After quickly checking out the church at the top of the steps (it wasn't very impressive as I recall), we hiked over to the last outdoor destination of the day - The Four Fountains. These four fountains are at the four corners of the intersection of Via della Quattro Fontane and the Via del Quirinale. Mostly uphill - the sight was not worth the climb - I'd skip it if I were you. Anyway - the four fountains represent two goddesses and two rivers. 
We looped back (all downhill, thankfully) to the bottom of the Spanish steps in order to eat dinner at a place my friend suggested. Ristorante Alla Rampa is tucked away in the alleyway called Rampa Mignanelli off of the Piazza Spagna.  The place has got a great antipasto (appetizer) bar. We probably embarrassed ourselves a little bit piling lots of food on the little antipasto place - but it was all so delicious! Even if we were embarrassing ourselves, there were no other customers! We got there just as they opened up for dinner - Italian restaurants close when it's not time for a meal and dinner there is later than here in America.

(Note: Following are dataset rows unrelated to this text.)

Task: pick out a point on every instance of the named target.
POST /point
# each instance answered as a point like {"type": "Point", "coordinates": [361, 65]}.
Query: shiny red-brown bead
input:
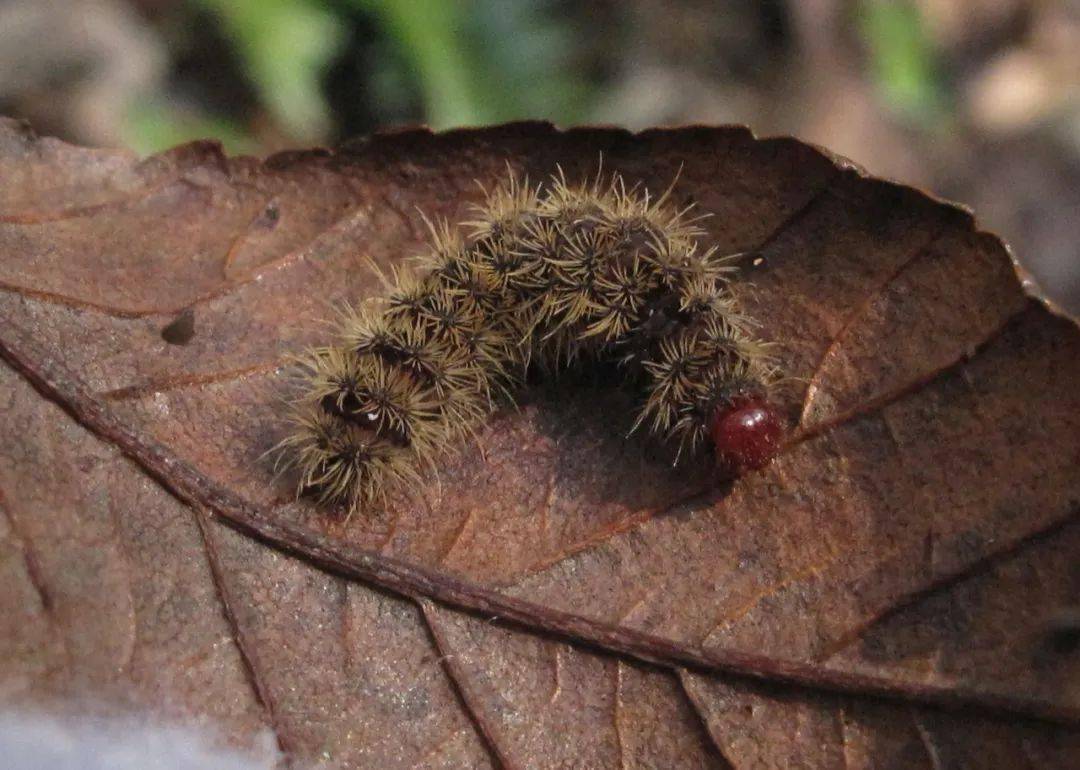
{"type": "Point", "coordinates": [746, 434]}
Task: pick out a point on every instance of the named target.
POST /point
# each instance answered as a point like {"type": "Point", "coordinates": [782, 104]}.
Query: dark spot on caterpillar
{"type": "Point", "coordinates": [180, 329]}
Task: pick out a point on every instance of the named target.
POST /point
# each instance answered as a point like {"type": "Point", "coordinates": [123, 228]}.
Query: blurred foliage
{"type": "Point", "coordinates": [286, 46]}
{"type": "Point", "coordinates": [902, 59]}
{"type": "Point", "coordinates": [154, 125]}
{"type": "Point", "coordinates": [445, 63]}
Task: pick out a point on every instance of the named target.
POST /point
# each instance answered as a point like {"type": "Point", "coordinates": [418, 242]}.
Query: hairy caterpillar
{"type": "Point", "coordinates": [549, 273]}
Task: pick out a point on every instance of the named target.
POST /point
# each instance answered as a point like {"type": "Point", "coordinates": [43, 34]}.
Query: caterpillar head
{"type": "Point", "coordinates": [746, 432]}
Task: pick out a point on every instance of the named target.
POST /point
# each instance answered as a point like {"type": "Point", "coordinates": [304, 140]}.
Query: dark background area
{"type": "Point", "coordinates": [977, 100]}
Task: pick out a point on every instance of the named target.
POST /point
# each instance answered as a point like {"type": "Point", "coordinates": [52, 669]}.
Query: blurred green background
{"type": "Point", "coordinates": [977, 99]}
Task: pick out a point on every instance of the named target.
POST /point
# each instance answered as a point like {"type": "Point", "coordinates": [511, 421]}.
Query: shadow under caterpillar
{"type": "Point", "coordinates": [545, 275]}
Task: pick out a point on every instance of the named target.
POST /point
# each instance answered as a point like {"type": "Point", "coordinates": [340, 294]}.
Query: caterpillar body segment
{"type": "Point", "coordinates": [549, 274]}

Sorry this post became closer to a diary entry than a blog post, but there's only one more thing to recount. The last thing we did on Day 2 was go to the opera! In many European tourist cities, they have these selections of classical music or opera available in small venues. Usually they're housed in churches/old school smaller performance halls. I did the research in advance and bought us tickets to the "enchanting arias" concert at St. Paul's Within the Walls Episcopal Church. The audience was basically all tourists, and the performance was exactly what I expected it to be - a selection from famous operas, as performed by mediocre talent. Still, it was a fun way to soak up some culture while in Rome.  If you're interested in tickets I bought mine here.
This guy stole the show - he had us cracking up.
The two male performers were way better than the two female performers. 
Afterwards, we walked back to Via Palaestro and passed out. Being a tourist is exhausting!